You are viewing a plain text version of this content. The canonical link for it is here.
Posted to derby-user@db.apache.org by Briggs <ac...@gmail.com> on 2008/02/08 14:14:45 UTC

Iterating through large result set in network mode causes OutOfMemoryException

So, I have a derby database that could potentially contain millions of
records, but at the moment it has 13K.

I am trying to iterate through that table after calling a basic
"Select * from myTable".  After about 5000 records, I get an out of
memory
exception/error on the server side.  This table has very a couple
small clobs in it (each field contains about only 100 chars at the
moment) and one large clob.  I have no transactions running, the
result set is read only.  I would think that I should be able to loop
through an infinite set of results.  If I do this in embedded mode
it's fine. I have read over 10 million records with no problem. But,
again, in network mode it fails early.

Anyone have any advice?  I would think that a non-scrollable result
set should not keep any of the results in memory (on the server) once
the cursor has passed it.





-- 
"Conscious decisions by conscious minds are what make reality real"

Re: Iterating through large result set in network mode causes OutOfMemoryException

Posted by Briggs <ac...@gmail.com>.
We're currently using 10.3.2.1.

On Feb 8, 2008 10:08 AM, Bryan Pendleton <bp...@amberpoint.com> wrote:
> Briggs wrote:
> > After about 5000 records, I get an out of memory
> > exception/error on the server side.  This table has very a couple
> > small clobs in it (each field contains about only 100 chars at the
> > moment) and one large clob.
>
> What release of Derby are you using? There were substantial
> improvements made in this area in both 10.2 and 10.3.
>
> thanks,
>
> bryan
>
>
>



-- 
"Conscious decisions by conscious minds are what make reality real"

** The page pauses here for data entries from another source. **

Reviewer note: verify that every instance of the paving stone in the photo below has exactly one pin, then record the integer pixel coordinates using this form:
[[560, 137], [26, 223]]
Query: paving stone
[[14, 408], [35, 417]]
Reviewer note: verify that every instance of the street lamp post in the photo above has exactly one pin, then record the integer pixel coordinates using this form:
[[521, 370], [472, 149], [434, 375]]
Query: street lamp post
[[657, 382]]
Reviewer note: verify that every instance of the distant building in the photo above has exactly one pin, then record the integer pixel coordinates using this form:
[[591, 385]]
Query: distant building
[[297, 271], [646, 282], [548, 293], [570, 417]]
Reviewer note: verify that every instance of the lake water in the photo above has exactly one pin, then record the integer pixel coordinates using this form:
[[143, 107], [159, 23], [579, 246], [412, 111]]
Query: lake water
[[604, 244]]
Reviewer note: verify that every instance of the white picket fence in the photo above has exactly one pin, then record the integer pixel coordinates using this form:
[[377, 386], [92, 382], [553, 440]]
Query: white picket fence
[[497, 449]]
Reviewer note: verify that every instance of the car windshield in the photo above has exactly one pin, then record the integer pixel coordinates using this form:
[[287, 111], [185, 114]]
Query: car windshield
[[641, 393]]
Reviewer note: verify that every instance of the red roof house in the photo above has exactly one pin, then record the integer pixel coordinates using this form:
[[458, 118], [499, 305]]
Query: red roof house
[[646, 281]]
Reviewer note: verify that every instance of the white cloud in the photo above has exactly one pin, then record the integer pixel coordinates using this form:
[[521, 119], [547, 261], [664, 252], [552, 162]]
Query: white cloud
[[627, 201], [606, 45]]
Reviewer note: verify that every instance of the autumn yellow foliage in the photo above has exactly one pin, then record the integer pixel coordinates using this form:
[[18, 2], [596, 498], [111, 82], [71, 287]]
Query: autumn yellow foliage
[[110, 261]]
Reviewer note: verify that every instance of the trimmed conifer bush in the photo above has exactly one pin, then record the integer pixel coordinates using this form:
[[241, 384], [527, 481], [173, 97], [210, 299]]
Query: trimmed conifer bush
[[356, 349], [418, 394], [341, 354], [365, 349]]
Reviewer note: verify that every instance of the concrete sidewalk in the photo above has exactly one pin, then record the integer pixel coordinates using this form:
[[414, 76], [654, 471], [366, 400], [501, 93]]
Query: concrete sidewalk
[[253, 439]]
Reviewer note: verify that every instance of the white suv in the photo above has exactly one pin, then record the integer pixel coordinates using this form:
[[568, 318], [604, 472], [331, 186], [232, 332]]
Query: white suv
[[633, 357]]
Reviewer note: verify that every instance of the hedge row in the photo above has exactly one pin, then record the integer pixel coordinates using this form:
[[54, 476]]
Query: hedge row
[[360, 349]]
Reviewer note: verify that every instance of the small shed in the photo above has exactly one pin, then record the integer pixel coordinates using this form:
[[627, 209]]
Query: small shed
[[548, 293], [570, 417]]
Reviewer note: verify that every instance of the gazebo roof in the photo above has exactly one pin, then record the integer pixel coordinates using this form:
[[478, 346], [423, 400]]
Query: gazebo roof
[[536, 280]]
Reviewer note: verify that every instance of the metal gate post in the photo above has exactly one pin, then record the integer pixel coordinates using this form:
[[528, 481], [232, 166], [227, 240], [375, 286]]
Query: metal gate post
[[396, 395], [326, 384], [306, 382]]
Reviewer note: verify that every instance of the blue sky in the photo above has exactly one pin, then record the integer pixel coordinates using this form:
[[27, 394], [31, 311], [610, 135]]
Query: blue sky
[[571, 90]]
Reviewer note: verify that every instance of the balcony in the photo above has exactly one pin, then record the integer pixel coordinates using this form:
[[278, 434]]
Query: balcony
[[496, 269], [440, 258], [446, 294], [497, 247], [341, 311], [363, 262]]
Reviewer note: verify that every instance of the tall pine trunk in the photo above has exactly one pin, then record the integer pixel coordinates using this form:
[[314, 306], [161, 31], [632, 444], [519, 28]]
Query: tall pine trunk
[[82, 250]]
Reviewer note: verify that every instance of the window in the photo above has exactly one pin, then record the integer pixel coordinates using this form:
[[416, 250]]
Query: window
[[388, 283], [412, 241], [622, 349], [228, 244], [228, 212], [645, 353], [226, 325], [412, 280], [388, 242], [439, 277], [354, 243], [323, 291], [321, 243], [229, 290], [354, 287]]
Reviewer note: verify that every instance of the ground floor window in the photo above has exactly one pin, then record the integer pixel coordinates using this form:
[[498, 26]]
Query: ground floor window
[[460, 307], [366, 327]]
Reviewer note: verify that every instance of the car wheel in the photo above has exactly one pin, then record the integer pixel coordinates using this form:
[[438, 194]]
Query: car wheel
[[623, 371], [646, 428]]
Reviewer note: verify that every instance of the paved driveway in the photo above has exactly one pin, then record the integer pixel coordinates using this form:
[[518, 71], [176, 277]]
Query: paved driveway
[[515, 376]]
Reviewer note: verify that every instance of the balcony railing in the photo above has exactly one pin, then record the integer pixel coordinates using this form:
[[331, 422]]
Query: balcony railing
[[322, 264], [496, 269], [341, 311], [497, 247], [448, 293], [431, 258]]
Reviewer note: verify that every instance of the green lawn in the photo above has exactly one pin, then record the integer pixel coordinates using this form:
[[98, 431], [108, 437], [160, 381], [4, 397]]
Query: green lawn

Re: Iterating through large result set in network mode causes OutOfMemoryException

Posted by Bryan Pendleton <bp...@amberpoint.com>.
Briggs wrote:
> After about 5000 records, I get an out of memory
> exception/error on the server side.  This table has very a couple
> small clobs in it (each field contains about only 100 chars at the
> moment) and one large clob.

What release of Derby are you using? There were substantial
improvements made in this area in both 10.2 and 10.3.

thanks,

bryan



Re: Iterating through large result set in network mode causes OutOfMemoryException

Posted by Briggs <ac...@gmail.com>.
Doh!  So it seems that 10.2 is broken too.  Ouch, this is going to get
some people a bit annoyed with me since I recommended it.  Hmmm.
Looks like I might have to go all the way back to 10.1 and see if it
works.  Anyone know if it is possible to export databases to older
formats?





On Feb 8, 2008 11:33 AM, Øystein Grøvlen <Oy...@sun.com> wrote:
>
> Briggs wrote:
> > So, I have a derby database that could potentially contain millions of
> > records, but at the moment it has 13K.
> >
> > I am trying to iterate through that table after calling a basic
> > "Select * from myTable".  After about 5000 records, I get an out of
> > memory
> > exception/error on the server side.  This table has very a couple
> > small clobs in it (each field contains about only 100 chars at the
> > moment) and one large clob.  I have no transactions running, the
> > result set is read only.  I would think that I should be able to loop
> > through an infinite set of results.  If I do this in embedded mode
> > it's fine. I have read over 10 million records with no problem. But,
> > again, in network mode it fails early.
> >
> > Anyone have any advice?  I would think that a non-scrollable result
> > set should not keep any of the results in memory (on the server) once
> > the cursor has passed it.
> >
>
> This looks like DERBY-3354.  It is a bug, and as far as I can tell the
> cause has been identified, so it should probably be possible to fix
> this.  For client/server you will probably also need the fix for DERBY-2892.
>
> --
> Øystein
>



-- 
"Conscious decisions by conscious minds are what make reality real"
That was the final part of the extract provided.